Thread Context is the raw LLM conversation history within a single agent execution. Each agent has its own thread — agents don’t see each other’s raw messages. The orchestrator automatically captures the agent’s text output and routes it to the appropriate write key, and the thread is discarded.
Action types
Section titled “Action types”Actions dispatched to the reducer use a discriminated union type ActionTypeSchema.

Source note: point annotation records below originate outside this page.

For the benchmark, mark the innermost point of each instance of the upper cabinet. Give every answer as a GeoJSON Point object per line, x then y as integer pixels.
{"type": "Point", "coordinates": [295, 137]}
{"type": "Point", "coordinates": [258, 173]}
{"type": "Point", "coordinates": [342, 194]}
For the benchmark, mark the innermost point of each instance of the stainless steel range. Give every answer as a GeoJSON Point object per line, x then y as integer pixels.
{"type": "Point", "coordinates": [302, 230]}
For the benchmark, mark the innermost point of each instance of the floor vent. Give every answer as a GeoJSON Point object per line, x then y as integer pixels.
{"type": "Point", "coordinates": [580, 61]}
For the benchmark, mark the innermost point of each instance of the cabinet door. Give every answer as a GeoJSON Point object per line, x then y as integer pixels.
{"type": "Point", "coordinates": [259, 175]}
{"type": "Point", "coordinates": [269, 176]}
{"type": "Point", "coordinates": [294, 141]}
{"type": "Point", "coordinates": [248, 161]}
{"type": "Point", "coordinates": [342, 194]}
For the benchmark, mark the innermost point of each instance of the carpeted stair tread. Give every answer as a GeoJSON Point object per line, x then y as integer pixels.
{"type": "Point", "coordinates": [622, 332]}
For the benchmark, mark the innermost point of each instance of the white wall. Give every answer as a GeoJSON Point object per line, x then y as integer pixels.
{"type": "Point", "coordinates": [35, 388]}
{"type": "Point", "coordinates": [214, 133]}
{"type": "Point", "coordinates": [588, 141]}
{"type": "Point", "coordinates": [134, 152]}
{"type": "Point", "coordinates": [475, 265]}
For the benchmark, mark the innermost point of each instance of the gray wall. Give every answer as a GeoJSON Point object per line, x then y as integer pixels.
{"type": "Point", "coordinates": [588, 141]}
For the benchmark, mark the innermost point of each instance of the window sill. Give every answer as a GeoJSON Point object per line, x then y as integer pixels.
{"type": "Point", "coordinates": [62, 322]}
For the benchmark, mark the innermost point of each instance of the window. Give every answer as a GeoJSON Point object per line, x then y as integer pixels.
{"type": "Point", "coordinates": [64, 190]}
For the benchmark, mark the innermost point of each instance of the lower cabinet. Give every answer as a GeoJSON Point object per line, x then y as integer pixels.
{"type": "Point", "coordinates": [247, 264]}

Valid action types are:
| Action Type | Purpose |
|---|---|
update_memory | Write key-value pairs to the memory object |
set_status | Transition the workflow status |
goto_node | Override the next node in the graph |
handoff | Transfer control to another agent/workflow |
request_human_input | Pause for human-in-the-loop approval |
resume_from_human | Inject human response and resume |
merge_parallel_results | Combine results from parallel node execution |
Invalid action types are rejected at parse time via Zod validation. Internal engine actions (prefixed with _, such as _fail, _init, _budget_exceeded) bypass this validation and are reserved for the engine.
Taint tracking
Section titled “Taint tracking”Data entering the system from external tools (web search, file reads) is flagged as tainted. Taint propagates automatically — if a node reads tainted data and writes to state, the output key inherits the taint flag. This lets downstream nodes make trust decisions about their inputs.